LuganoPhotoDays 2017



Brand:

LuganoPhotoDays



Author:

Maria Francesca Bertoli

 

Project Info

In Hindsight

In 1873, during a cholera outbreack, Parma's mental hospital was temporarily moved to Colorno in the beautiful locations of the former villa of Maria Luisa d'Austria and the former convent of San Domenico, bordering the majestic Palazzo Ducale.

Over time this solution became permanent, up to the final closure following the Basaglia law of 13 May 1978.

From the beginning the site proved to be totally unsuitable, both because of serious structural deficiencies and because of the brutality of the treatment of patients.

The hospital was transformed to a kind of prison, with bars on windows and small, overflowed rooms where the insanes were locked up, tied and visually inspected, victims of all types of psychological and physical violences.

Soon the place became not just a residence for patients with psychiatric diseases, but also a sort of ghetto to segregate persons who were considered socially troublesome: drunks, vagabonds, prostitutes, orphans.

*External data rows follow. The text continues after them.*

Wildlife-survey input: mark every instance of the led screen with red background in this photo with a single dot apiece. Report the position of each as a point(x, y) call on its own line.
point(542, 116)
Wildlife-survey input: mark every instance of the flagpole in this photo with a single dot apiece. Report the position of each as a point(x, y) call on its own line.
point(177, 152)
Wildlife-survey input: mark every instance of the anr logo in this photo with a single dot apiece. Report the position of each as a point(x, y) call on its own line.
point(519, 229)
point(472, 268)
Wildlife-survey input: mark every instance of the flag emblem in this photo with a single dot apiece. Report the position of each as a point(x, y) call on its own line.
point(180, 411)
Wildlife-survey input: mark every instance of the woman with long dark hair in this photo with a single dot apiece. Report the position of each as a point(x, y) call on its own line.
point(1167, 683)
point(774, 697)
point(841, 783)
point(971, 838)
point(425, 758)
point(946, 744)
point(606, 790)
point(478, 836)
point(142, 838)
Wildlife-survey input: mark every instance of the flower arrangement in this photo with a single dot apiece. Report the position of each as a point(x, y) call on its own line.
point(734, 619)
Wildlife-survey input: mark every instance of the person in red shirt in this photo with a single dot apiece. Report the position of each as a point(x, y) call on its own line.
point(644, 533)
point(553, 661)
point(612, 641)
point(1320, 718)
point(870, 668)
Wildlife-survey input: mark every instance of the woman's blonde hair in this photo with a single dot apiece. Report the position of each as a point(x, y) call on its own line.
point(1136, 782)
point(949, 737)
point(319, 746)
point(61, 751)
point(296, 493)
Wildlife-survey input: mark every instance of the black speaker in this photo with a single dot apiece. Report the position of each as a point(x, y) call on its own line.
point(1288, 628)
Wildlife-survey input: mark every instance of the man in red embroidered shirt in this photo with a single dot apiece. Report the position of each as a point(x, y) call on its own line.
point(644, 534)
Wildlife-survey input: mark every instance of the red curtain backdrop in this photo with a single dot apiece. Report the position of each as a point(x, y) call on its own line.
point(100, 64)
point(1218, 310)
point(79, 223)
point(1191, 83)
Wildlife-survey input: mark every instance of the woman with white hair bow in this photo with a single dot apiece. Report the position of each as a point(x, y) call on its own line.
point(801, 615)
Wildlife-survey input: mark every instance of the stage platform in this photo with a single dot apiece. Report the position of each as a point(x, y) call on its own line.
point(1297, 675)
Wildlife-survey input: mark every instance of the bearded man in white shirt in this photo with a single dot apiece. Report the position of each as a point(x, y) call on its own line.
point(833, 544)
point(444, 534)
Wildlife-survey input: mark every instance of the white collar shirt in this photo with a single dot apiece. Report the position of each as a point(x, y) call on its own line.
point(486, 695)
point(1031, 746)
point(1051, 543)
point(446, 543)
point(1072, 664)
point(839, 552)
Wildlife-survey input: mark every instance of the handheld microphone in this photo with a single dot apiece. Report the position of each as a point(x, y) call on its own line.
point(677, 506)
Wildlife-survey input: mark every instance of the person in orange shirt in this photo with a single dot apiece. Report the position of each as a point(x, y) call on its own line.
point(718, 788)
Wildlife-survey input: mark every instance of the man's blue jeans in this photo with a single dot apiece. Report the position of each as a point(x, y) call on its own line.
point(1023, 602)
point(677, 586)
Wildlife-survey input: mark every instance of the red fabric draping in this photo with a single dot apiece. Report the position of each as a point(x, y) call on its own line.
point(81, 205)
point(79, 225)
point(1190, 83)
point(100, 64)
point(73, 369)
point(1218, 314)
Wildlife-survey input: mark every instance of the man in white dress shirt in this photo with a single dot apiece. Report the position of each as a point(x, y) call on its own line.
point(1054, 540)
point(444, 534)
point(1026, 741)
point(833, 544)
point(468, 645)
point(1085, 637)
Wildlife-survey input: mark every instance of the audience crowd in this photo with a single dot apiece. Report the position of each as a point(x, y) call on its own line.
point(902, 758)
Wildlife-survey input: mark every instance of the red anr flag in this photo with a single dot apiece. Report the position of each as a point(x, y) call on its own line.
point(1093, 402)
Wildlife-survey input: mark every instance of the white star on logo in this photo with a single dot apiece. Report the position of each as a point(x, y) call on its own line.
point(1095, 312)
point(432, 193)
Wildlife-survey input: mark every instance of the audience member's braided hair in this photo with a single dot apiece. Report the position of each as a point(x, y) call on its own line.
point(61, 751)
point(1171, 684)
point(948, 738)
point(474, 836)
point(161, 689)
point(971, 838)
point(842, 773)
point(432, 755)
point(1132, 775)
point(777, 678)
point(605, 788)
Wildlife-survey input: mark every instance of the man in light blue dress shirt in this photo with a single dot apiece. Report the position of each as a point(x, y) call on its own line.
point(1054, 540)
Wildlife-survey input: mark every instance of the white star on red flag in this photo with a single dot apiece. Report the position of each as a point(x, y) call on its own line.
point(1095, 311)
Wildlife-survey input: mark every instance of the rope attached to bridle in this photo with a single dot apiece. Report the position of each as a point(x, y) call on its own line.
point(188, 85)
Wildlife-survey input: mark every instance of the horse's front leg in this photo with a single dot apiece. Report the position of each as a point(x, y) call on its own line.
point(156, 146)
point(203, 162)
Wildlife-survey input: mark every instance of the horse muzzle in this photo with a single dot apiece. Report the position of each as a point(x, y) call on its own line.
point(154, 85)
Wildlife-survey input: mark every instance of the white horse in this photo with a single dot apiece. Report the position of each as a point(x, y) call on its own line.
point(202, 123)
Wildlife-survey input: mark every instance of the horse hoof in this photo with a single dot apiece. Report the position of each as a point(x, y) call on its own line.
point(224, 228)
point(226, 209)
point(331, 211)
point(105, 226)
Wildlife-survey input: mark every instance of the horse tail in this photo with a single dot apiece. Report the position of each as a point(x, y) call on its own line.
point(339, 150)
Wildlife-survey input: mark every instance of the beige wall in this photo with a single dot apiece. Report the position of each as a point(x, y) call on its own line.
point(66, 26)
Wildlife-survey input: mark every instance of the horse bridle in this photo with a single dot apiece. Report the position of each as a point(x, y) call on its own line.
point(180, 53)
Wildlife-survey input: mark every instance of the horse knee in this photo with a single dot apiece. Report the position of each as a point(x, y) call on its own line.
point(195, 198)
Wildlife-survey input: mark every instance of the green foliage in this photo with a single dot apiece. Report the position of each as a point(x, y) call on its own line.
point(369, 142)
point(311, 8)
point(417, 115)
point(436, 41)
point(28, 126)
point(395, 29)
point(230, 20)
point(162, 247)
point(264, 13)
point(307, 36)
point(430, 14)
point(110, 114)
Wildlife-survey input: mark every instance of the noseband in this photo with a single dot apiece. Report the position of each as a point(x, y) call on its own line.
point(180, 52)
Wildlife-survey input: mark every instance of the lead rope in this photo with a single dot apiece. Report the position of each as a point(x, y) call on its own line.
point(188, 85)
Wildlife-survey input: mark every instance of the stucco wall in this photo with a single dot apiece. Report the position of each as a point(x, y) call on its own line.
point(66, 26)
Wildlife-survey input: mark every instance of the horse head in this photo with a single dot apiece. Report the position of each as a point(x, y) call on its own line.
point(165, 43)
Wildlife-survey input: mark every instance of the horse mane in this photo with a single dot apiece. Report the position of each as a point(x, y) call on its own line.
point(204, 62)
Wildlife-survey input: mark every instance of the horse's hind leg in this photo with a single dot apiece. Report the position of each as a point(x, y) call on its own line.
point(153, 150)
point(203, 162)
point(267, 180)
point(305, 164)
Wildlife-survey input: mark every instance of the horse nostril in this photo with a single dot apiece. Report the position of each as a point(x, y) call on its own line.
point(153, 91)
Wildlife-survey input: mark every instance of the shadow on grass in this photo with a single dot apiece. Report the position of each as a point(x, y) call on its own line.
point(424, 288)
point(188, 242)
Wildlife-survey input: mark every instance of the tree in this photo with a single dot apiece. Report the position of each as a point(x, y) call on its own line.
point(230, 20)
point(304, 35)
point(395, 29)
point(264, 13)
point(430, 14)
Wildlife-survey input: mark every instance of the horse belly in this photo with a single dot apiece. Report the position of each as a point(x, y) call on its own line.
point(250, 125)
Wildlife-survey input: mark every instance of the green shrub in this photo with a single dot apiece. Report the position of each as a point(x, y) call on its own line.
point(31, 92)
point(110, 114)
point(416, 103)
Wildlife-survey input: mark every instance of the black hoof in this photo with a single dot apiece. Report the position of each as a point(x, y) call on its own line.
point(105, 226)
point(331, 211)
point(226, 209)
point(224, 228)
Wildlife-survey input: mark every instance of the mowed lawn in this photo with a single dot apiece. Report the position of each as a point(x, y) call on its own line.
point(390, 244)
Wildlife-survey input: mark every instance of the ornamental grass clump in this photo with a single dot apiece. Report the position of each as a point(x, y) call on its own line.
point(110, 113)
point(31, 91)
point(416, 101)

Once inside the asylum, patients were condamned to spend in that place the rest of their life, and were got definitively away from any contact with their families and the outside world, falling into the darkness and oblivion.

Only at the end of the 60’s, thanks to Mario Tommasini, it was possible to make public the asylum’s horrors, that few people really knew at that time. This helped the hospital to improve its conditions, until the final closure.

Today the hospital is completely abandoned and closed to the public, even so, it has been the theatre of incursions of gangs, vandals, vagabonds, but also meddlers, photographers and artists.

In particular, in July 2013 the brazilian internationally renowned artist Herbert Baglione entered without permission in the structure and realized his “1'000 Shadows” street art project.

Entering today in the hospital means to find ourselves in an place which still has strong emotions and memories, where claustrofobia's sensation is increased by long resembling and dark hallways, through which it’s easy to get lost.

Only few object from the past remain: wheelchairs, baby carriages, moldy clothes, dishes, medical records, empty medicine bottles.

Within the chipped walls we can still hear silence cries, shouts of hidden people refused from the world, that found in the hospital their home and normality.

This place is like a methaphor of the subconscious home, where ancient fear, ghosts, memories, wishes and objects continue to survive and appear even when we try to remove them, but they still live, in hindsight, together with our change.